Der Wadeneinsatz hat sich gelohnt, denn fortan steigt die Straße nur noch moderat und enthält manche nahezu flache Passage. Nach einer Kurve um den Bergrücken wendet man sich schließlich dem tief eingeschnittenen Binntal zu. Bergwiesen umgeben noch den Bergweiler Ausserbinn, bald aber verengen sich tannenreicher Bergwald und steile Geröllhänge zur Twingischlucht, die das Tal wie ein Tor abschließt. Für die Autos wurde ein Tunnel nach Binn gebaut, dem Radler die alte Passstraße als Piste überlassen. Mountainbiker können auch noch vor dem Tunnel einem Römerweg nach Grengiols zurück zur Rhone folgen. Durch die Twingischlucht und das Binntal führte einst über den Albrunpass eine wichtige Handelsroute zur Alpe Dévero, das Val d’Ossola und das Langobardenland der oberitalienischen Tiefebene. Es waren die Walser, die als Säumer den Handel sicher und effektiv zu gestalten wussten und Griespass und Albrunpass eine weit größere Bedeutung zukommen ließen als die heute weit wichtigeren Pässe wie Gotthard oder Furka.

Unter der zunehmend regnerischen Wolkendecke stellen sich mir noch ein paar Rätsel auf. Da sind Flaggen mit großen Löchern gehisst, Baumstümpfe mit golden Pailletten ummantelt, ausgerissene Wurzelwerke in ein Samttuch gewickelt. Die seltsamen Skulpturen aus künstlichen Werkstoffen und Naturelementen sind Teil der 15. Twingi Land Art, zu der zwölf Künstlerinnen und Künstler aus dem In- und Ausland eine Werkparade erstellten. Leider kann ich die Fahrt durch Kunst und Natur immer weniger genießen, kurz vor Binn setzt heftiger Regen ein und treibt mich zu den Unterständen im Ort.

Das Bergdorf Binn als solches gibt es gar nicht, sondern hört eigentlich auf den Namen Schmidighischere.
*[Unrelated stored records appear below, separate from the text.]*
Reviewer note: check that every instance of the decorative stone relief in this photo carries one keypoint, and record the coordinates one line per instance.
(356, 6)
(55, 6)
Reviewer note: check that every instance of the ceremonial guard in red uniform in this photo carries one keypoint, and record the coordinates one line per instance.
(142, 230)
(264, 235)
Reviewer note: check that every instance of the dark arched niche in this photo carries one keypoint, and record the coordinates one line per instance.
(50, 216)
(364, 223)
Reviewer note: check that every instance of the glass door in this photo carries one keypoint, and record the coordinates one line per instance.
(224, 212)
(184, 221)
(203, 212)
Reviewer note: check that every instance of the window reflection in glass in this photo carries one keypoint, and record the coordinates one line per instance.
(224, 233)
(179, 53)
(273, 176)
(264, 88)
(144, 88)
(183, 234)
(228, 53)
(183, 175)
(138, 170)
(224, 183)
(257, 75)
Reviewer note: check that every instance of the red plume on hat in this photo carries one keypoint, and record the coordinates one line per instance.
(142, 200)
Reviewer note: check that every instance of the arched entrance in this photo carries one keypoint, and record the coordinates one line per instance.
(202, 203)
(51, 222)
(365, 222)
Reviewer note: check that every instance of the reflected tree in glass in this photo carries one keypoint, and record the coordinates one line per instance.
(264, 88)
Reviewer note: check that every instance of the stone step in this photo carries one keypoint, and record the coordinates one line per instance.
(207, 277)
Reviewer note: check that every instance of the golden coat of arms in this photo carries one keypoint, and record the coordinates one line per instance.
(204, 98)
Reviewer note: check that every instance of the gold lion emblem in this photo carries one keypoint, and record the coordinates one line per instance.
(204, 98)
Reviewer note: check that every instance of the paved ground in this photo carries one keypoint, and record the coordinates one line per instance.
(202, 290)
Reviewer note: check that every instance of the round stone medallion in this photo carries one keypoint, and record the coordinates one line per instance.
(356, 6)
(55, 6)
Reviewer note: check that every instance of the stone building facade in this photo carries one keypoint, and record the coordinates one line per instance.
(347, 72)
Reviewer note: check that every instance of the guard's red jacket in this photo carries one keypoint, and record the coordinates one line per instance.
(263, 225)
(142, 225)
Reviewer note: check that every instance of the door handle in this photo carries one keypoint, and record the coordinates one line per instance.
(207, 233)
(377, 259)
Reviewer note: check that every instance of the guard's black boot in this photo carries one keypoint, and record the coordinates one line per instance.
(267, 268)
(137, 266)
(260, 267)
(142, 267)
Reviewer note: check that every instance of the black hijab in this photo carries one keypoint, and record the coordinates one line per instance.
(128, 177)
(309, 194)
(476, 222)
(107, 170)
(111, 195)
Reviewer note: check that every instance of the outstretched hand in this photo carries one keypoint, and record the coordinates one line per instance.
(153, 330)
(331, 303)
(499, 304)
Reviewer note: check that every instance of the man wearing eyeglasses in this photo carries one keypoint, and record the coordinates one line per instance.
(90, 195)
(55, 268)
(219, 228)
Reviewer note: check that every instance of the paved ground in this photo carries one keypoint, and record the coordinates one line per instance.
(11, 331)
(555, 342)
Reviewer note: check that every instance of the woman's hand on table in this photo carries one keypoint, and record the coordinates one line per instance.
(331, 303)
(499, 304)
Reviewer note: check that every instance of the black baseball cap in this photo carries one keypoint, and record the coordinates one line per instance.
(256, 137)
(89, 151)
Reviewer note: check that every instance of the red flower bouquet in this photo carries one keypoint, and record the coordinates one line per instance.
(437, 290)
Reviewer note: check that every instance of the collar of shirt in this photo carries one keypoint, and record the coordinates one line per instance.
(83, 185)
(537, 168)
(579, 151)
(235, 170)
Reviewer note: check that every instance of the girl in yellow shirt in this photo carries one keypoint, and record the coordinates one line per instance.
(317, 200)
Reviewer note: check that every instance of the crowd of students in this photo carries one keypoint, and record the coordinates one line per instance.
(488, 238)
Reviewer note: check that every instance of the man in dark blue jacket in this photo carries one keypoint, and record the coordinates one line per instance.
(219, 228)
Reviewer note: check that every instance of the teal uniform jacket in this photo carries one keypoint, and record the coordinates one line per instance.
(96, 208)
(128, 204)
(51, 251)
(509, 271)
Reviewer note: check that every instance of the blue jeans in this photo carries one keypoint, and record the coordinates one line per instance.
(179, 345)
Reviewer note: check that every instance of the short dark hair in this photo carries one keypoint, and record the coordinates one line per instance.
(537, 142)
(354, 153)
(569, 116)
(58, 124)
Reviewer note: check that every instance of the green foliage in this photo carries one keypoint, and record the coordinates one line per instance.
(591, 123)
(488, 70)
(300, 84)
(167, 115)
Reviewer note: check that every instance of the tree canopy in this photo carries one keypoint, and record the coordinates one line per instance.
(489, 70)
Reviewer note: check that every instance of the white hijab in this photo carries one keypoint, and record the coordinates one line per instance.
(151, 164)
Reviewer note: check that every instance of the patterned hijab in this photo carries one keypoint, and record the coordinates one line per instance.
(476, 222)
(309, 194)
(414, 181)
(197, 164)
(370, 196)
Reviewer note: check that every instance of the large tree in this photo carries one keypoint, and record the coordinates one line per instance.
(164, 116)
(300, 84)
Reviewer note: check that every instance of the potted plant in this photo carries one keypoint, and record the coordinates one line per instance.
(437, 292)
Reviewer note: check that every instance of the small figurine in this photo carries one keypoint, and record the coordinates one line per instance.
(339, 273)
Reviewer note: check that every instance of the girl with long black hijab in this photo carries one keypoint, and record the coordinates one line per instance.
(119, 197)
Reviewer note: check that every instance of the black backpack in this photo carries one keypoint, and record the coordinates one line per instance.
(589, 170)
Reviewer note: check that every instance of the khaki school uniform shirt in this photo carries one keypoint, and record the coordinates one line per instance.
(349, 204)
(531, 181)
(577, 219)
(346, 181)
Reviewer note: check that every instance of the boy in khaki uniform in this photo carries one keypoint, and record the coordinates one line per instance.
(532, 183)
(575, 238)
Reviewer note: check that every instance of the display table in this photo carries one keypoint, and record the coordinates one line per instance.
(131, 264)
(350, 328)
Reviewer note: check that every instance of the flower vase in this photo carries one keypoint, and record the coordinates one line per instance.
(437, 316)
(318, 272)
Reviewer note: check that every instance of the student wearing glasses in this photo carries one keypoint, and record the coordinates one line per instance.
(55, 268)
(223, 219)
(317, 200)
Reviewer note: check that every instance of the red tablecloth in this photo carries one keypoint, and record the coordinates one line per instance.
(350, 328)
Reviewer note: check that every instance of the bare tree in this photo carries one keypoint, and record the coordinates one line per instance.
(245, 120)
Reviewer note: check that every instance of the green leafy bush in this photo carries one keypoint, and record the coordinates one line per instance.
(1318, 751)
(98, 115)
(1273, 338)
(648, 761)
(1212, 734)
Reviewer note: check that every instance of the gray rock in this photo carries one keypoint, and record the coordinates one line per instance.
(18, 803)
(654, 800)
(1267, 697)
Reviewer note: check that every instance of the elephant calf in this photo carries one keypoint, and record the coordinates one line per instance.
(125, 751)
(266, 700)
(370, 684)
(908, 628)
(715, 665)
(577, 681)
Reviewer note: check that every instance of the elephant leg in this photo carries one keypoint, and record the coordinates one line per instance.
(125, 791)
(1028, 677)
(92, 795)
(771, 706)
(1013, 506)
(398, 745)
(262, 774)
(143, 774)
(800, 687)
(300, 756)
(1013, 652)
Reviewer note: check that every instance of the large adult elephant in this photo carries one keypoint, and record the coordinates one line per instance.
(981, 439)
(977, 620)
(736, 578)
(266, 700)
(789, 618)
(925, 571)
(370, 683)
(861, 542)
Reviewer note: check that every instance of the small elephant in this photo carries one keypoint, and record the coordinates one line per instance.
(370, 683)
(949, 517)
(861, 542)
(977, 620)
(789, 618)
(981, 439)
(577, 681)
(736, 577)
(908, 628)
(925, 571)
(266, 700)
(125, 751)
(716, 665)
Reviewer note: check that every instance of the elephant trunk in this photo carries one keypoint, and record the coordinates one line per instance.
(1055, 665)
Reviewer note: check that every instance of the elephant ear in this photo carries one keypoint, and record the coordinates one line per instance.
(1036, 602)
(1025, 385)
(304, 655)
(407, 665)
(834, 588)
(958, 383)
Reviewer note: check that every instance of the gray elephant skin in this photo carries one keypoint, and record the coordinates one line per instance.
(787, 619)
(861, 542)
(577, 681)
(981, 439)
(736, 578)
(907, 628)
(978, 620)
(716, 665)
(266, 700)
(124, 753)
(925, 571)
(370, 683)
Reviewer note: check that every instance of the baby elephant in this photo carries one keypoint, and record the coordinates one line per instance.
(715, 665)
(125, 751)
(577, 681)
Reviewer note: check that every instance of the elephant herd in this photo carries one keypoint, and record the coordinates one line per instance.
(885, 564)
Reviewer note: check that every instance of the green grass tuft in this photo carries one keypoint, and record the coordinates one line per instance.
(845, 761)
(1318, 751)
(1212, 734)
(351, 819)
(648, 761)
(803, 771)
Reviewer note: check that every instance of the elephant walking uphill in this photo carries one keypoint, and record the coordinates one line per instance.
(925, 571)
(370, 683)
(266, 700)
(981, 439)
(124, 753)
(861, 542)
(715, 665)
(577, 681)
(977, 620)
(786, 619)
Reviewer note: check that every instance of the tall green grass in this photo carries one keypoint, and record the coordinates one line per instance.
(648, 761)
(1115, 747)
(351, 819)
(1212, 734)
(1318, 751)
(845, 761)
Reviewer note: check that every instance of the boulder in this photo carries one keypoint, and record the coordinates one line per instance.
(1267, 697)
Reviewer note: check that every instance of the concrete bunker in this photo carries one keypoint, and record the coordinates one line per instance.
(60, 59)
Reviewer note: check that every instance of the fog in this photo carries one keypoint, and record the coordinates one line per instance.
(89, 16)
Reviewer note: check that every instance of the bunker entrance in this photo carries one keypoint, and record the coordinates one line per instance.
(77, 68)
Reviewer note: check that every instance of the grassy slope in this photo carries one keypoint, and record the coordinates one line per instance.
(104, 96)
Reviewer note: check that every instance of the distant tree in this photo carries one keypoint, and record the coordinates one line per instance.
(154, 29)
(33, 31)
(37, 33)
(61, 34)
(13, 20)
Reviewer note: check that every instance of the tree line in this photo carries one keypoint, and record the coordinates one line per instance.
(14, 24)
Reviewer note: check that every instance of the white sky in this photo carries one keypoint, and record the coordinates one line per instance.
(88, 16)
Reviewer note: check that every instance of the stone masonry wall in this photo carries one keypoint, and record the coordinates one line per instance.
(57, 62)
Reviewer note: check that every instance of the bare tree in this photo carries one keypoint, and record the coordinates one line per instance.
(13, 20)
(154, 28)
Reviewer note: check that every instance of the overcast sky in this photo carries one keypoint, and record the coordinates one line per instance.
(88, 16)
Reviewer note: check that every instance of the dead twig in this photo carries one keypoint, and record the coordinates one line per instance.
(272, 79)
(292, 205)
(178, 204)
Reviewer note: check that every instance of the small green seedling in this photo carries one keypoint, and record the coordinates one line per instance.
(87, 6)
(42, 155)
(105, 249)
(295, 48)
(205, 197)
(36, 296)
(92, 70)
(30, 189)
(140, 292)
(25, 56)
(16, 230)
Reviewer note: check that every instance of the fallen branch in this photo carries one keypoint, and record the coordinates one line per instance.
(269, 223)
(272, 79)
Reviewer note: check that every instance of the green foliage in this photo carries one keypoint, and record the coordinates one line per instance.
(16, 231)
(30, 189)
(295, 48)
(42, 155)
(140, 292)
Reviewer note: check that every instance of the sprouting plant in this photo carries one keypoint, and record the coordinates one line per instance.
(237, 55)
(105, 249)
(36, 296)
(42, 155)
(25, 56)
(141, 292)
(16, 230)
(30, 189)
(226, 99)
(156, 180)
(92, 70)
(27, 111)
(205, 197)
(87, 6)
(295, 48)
Doch hat sich der Name der Gesamtgemeinde Binn auch als Name für den Hauptort durchgesetzt. Selbst die lokalen Infotafeln verschweigen den rechten Ortsnamen – wer möchte ihn auch schon aussprechen? Das Ortsbild gefällt mit den traditionellen Giebelhäusern aus dunklen Holzblanken, mit der schmucken Steinbogenbrücke. Etwas aus dem Rahmen fällt das Hotel Ofenhorn als mächtiger Belle-Époque-Bau, welcher an die guten Zeiten eines aufkeimende Alpentourismus im 19. Jahrhundert erinnert. Leider muss ich meine Fahrt zum Straßenende in Fäld mit einer denkbaren Übernachtung auf dem dortigen Zeltplatz schon bald unsanft abbrechen.